La fille de Jean, Manon, est maintenant une jeune fille solitaire et farouche, obsédée par la mort de son père qu'elle attribue au manque à pas de chance jusqu'au jour où elle découvre avec stupeur, ce que le lecteur sait déjà, que la mort de son père n'est que la malheureuse conséquence d'une action parfaitement orchestrée et que le village a même sa part de culpabilité. Une froide colère la submerge. L'heure de la vengeance a sonné.
Et comme on sait, la vengeance est un plat qui se mange froid. Froid comme l'eau des collines surchauffées au soleil provençal, qui est source de vie de ces villages.
Le registre du roman "Manon des Sources" est assez différent du premier tome. Dans "Jean de Florette", il y avait un optimisme et une candide confiance dans la vie, dans la science et les hommes face aux manigances de deux paysans, Ugolin/Papet pour la possession de la terre (et de l'eau). Le Destin ne se manifeste juste que pour stopper les rêves, pas très raisonnables, il faut bien le dire, de Jean de Florette.

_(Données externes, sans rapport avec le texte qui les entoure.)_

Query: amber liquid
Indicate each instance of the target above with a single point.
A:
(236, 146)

Dans "Manon des sources", on est clairement dans la tragédie grecque où le Destin dévoile pleinement et peu à peu ses batteries.
L'héroïne comprend enfin qu'ils ont été joués. Elle découvre les coupables directs mais, pire, qu'il y a eu complicité avouée ou non et lâcheté de tout le village. Le Destin s'offre alors pour donner les armes à Manon pour taper là où ça fait mal. On serait en Grèce antique, on pourrait dire que le Destin répand la peste dans le village comme à Thèbes…
Pire encore, le destin se tourne vers Ugolin pour lui inspirer une passion impossible. On serait en Grèce antique, on pourrait dire que le Destin envoie à Ugolin les Erinyes pour le tourmenter ...
Mais pire du pire, encore, le Destin dévoilera au Papet l'impensable. Là encore on est dans le schéma tragique où Œdipe découvre sa situation.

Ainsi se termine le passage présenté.